Soil hydraulic conductivity (K) significantly affects subsurface flow and solute transport, but convenient measurement of K remains a challenge. Electrical conductivity (EC), which can be measured conveniently and accurately, can be quantitatively related to K because of the similarity between current movement and groundwater flow, motivating us to estimate K using EC. A soil column apparatus was built to explore the relation between EC and K. Fifty-four experiments were conducted under various degrees of soil compaction and grain diameters, including six different particle sizes, three compaction levels, and six solution concentrations. The overall (negative) correlation between K and EC can be fitted reasonably well by an exponential function with a large determination coefficient (> 0.81) for each solute concentration, while a power-law function better fits the correlation when K is larger than 10 m/d.
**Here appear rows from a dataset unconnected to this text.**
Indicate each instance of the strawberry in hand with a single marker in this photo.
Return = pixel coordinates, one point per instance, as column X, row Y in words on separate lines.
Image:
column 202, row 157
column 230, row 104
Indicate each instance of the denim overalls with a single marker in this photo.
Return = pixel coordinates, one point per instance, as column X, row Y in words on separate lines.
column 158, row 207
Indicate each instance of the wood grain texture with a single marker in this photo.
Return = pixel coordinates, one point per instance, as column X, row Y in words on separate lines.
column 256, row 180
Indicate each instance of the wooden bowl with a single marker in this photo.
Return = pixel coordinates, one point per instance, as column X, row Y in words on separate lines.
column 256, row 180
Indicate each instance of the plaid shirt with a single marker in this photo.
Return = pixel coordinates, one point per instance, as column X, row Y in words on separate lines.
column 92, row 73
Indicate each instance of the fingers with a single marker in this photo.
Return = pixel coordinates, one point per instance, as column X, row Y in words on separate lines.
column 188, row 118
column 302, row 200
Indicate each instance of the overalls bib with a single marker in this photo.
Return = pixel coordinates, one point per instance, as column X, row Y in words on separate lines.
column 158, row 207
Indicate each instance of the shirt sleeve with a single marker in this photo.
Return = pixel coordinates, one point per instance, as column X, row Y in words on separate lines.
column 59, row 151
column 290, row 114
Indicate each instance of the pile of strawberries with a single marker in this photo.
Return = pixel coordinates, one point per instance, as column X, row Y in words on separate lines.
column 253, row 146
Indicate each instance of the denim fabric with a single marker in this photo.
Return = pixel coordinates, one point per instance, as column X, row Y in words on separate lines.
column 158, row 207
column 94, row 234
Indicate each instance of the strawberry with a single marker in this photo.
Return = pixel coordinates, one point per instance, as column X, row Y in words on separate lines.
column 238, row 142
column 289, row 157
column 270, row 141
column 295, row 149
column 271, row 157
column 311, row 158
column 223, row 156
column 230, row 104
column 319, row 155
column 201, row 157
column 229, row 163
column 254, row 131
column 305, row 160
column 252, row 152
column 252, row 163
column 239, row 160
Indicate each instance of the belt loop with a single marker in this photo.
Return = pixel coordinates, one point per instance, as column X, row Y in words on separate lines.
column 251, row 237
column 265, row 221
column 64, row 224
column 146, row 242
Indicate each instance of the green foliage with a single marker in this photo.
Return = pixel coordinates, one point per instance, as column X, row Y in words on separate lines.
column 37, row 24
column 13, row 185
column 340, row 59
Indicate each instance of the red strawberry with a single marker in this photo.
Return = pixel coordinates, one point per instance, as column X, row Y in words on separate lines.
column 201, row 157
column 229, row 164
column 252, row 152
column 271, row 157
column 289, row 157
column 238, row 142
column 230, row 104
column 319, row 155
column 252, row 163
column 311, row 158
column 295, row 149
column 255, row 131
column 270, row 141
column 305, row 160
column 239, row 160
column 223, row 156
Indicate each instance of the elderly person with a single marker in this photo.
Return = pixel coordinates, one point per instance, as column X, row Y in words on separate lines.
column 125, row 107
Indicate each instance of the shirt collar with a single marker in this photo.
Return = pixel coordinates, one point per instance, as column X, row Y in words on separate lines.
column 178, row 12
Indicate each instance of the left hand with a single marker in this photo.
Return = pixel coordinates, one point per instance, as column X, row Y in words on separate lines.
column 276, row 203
These experiments led to several empirical models (for specific solution concentrations) and one comprehensive model (with variable parameters) to estimate K given EC. In the field, if the EC of pore water can be measured, the empirical models under the specific solution concentrations can be applied to greatly improve the K estimation. Comparison showed that the proposed models, which provides a quick estimate of K using easily available EC, performed better than most of the classical grain size-based formulas. Although there is uncertainty in the K estimation likely due to the limited control factors considered in this study, the new method proposed above can provide a convenient estimate for K for the field site with strong spatial heterogeneity.